I can’t imagine having to deal with one person about all our issues…G-tube, no/limited oral feeding, not walking, and very delayed fine motor.  I can’t imagine the strain on any therapist who would have been put in the position of our PSP.  I can tell you that I wouldn’t have been fun to be around much after about a week in that system.  It just doesn’t seem like the best interest of the child is in the forefront in this system.  Maybe some like it, maybe some have had success, but for a child with multiple delays and challenges, it just doesn’t seem to make sense.

Have you had experience with this new approach?  Thoughts?


  1. My gut reaction is that it would completely and totally depend on the PSP. Like, the OT we had through EI had tons of experience, was really smart and quick, and clearly had worked enough with other providers that she could tell us stuff about PT or speech. I wouldn't have minded (much) if she had been the prime contact, although I still prefer the variety of specialists. But the first "educator" we had? Wouldn't have been good at all.

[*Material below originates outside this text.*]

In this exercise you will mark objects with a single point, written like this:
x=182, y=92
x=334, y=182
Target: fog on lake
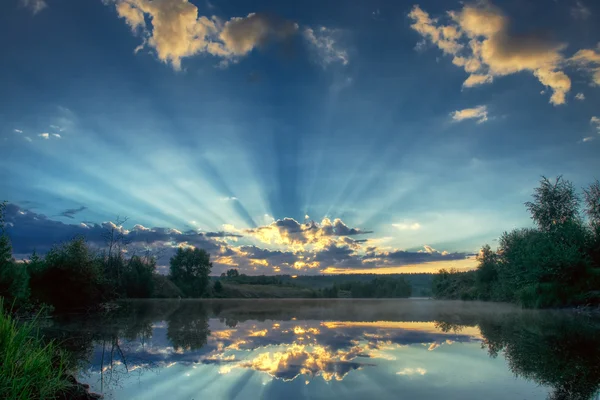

    I am sure it all comes down to $$. I have no answer for that.

  2. Cate--I forgot to mention it, but yes, I feel sure it's a money saving issue at the heart of it. I would think a therapist would get paid less for sitting in a meeting discussing a kid than actually spending 60 minutes treating the kid.

    And it kind of seems like an HMO in that way...everything goes through the primary, trying to cut down on visits that can't be handled by that one doc/provider. I guess we'll see if it goes the way of the classic HMO.

  3. We had experience with both EI models. From birth to 14 mo, we had what you did: a variety of therapists doing sessions at home. We loved it, felt like it was very successful, but then we moved. From 14 mo-3 yrs, we had the team plan you discribed. I hated it. We only got 45 mins a week with 1 person, who spent about 10 mins on each area, then 15 mins writing a report, giving handouts. Hated it hated it hated it.

    I def. felt like the benefit was to them, financially, and not at all worth it to the child.

  4. My experience has been similar to yours. Goldie has 2-4 therapists a week, each with their own specialty. I did attend a presentation on routines based early intervention. Goldie's therapists have implemented this with us by showing us ways to include "therapy" in our day to day activities. I checked out McWilliam's blog and found some things I agree with and some I don't. I think PSP is not in the child's best interests, but routines based EI can allow for more learning and progress between therapy sessions. Thanks for such an informative post.


Thanks for your comments! I love the feedback!